Keeping Friends Close, But Enemies Closer
For years the Israeli government and its Washington supporters have promoted some of the most vicious dictators in the Arab world. Ethical reasons and human rights violations do not matter in comparison to geopolitical and economic reasons.
Earlier in September, the Israeli government urged the Biden administration to stop criticizing Saudi Arabia and Egypt for their human rights violations. On the other side of the pond, Biden has been demanding more and more countries in the region to normalize relations with Israel.
As writer and contributor of the Atlantic, Peter Beinart says, in May, analysts at the pro-Israel think tank, Foundation for Defense of Democracies, requested the Biden administration to sell more weapons to Egypt’s Abdel Fattah El-Sisi, who has jailed thousands of dissidents and journalists.
The long history of supporting dictators
Not so long ago, under former president Trump administration, the close US-Saudi partnership continued even after the murder of journalist Jamal Khashoggi at the Saudi consulate in Istanbul and a CIA report that pointed to Crown Prince Mohammad bin Salman (MBS) as the one who ordered the killing. Trump said that there were geostrategic and economic reasons to justify the alliance.

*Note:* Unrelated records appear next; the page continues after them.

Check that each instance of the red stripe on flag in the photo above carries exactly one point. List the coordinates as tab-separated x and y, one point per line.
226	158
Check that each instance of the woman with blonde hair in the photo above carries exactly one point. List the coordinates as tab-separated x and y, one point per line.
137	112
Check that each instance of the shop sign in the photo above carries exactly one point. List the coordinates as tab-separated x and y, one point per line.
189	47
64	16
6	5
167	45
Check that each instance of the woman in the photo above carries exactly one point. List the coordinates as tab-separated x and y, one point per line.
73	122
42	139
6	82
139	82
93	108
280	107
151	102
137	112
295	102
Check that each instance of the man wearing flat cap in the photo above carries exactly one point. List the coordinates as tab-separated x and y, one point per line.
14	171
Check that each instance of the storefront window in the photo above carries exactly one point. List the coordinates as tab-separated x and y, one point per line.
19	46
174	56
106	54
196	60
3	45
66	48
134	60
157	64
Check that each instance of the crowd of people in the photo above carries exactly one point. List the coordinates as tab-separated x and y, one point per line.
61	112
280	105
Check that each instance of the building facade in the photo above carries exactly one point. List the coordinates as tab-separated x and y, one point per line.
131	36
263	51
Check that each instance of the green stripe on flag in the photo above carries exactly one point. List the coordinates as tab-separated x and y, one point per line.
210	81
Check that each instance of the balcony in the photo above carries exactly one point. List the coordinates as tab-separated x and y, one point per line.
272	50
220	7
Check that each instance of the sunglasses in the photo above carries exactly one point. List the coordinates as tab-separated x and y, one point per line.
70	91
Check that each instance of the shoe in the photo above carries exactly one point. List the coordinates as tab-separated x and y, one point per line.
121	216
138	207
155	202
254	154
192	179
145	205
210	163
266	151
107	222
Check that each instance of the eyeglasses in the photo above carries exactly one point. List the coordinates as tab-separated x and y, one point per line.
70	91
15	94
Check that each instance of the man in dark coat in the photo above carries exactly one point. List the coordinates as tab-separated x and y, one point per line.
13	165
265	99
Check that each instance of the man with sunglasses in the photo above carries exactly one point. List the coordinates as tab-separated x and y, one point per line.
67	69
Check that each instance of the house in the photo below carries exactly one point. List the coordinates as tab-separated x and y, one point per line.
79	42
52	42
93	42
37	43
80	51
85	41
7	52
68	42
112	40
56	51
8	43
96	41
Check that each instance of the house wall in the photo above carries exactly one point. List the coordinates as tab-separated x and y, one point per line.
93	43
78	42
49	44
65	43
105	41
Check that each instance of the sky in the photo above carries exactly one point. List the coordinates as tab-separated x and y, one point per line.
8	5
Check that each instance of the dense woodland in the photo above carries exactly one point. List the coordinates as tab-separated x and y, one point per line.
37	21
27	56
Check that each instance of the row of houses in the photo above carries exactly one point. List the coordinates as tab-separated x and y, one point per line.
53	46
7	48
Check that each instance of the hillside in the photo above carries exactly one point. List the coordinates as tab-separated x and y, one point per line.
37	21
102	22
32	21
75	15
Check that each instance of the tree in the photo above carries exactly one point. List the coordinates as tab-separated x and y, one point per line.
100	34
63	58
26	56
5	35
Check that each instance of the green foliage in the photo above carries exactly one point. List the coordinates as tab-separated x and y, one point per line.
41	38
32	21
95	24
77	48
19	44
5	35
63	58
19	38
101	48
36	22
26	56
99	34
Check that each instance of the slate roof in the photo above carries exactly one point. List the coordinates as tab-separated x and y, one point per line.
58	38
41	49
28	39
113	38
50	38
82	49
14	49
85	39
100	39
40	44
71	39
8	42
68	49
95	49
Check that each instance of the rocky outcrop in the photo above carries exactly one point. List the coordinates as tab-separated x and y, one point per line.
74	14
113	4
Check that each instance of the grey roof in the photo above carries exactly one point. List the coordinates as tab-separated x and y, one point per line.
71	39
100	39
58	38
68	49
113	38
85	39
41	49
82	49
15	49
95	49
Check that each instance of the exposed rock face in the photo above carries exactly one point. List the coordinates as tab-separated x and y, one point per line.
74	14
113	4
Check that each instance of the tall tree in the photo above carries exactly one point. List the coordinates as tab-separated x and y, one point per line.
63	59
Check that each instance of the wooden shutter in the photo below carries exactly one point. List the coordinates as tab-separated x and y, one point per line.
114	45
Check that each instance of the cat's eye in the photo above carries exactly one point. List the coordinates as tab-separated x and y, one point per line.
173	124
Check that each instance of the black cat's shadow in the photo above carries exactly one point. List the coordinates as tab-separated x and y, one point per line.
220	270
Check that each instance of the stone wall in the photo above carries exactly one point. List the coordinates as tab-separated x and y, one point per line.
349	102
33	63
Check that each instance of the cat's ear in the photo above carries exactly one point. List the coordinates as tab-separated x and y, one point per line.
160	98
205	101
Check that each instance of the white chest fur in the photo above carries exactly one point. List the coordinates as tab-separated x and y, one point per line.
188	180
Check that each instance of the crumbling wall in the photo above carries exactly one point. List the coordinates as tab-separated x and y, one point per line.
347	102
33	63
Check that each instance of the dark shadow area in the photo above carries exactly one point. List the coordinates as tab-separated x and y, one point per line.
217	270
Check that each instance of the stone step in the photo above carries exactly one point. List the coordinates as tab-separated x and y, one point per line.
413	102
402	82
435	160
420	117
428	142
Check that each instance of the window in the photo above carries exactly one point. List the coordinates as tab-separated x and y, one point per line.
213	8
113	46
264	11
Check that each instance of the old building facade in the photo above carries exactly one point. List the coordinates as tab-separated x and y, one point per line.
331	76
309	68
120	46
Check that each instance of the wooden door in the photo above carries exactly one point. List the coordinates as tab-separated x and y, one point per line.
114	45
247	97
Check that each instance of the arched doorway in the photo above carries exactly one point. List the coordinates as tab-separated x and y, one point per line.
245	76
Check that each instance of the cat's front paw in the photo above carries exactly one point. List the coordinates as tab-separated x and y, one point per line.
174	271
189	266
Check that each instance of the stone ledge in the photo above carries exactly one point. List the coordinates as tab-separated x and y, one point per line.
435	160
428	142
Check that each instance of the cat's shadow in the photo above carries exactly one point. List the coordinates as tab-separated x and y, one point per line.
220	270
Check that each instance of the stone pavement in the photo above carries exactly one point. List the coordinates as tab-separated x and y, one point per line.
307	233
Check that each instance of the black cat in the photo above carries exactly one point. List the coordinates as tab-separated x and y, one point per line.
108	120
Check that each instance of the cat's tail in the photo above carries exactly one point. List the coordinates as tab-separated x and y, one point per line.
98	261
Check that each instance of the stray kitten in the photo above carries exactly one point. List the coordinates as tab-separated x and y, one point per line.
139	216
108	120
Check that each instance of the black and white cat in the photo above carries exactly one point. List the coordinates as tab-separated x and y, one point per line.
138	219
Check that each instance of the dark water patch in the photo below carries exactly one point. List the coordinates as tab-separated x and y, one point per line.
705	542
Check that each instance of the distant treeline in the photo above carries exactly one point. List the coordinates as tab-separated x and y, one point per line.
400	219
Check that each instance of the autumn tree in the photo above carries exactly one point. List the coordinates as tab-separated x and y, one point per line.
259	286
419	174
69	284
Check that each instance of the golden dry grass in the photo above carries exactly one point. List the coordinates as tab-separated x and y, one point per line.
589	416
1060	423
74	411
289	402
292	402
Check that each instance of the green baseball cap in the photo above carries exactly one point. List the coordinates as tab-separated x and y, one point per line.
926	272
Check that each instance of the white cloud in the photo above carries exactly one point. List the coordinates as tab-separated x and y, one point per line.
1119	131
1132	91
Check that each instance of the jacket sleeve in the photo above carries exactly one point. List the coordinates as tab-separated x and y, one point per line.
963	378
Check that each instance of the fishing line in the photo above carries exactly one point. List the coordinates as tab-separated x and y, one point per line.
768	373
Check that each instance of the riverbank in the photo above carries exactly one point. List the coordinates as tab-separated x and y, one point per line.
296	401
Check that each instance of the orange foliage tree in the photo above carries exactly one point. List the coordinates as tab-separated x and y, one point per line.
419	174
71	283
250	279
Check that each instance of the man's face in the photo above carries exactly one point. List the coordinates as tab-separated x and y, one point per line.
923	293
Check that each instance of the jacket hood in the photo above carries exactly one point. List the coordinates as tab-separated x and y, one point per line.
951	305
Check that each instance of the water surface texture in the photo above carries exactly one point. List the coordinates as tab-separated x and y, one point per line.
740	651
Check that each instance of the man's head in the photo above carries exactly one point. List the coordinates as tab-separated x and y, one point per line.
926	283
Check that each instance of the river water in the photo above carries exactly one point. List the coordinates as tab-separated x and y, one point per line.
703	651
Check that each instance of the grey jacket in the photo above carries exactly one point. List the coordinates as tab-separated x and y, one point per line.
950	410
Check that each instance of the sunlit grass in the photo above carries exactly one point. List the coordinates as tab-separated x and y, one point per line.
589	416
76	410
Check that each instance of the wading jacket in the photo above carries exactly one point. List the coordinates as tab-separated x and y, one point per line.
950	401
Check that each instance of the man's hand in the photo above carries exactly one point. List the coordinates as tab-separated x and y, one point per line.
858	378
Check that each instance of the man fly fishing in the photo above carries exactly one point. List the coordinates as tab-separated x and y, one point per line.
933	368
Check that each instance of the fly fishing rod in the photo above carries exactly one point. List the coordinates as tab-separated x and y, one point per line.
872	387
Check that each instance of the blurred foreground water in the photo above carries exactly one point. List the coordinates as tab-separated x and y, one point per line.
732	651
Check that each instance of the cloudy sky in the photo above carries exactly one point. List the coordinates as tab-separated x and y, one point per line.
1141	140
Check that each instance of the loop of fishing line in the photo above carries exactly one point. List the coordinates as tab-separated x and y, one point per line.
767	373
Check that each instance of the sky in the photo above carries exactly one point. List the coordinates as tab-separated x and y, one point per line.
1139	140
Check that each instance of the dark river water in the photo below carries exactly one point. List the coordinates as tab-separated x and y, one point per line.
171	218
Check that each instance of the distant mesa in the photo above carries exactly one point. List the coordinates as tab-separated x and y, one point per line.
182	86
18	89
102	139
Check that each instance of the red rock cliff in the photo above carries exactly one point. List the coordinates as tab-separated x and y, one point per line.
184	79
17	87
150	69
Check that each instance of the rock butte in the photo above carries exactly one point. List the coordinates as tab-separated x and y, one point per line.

According to Professor Madawi al-Rasheed, Trump highlighted the lucrative financial dividends of MBS’s promise of $450bn investment, including $100bn-plus of arms purchases. Additionally, he viewed Saudi Arabia as a central player to contain Iran’s expansion in the Middle East and achieving peace with Israel.
Many Arab autocrats have had support from the US despite violating their own peoples’ rights. Some of these autocrats have been Shah Reza Pahlavi of Iran (before the Islamic revolution in 1979), Hosni Mubarak of Egypt, Zine Abedine Ben Ali of Tunisia, King Hamad bin Al-Khalifa of Bahrain, and even Muammar Qaddafi of Libya came close to being an ally (before the uprising in 2011).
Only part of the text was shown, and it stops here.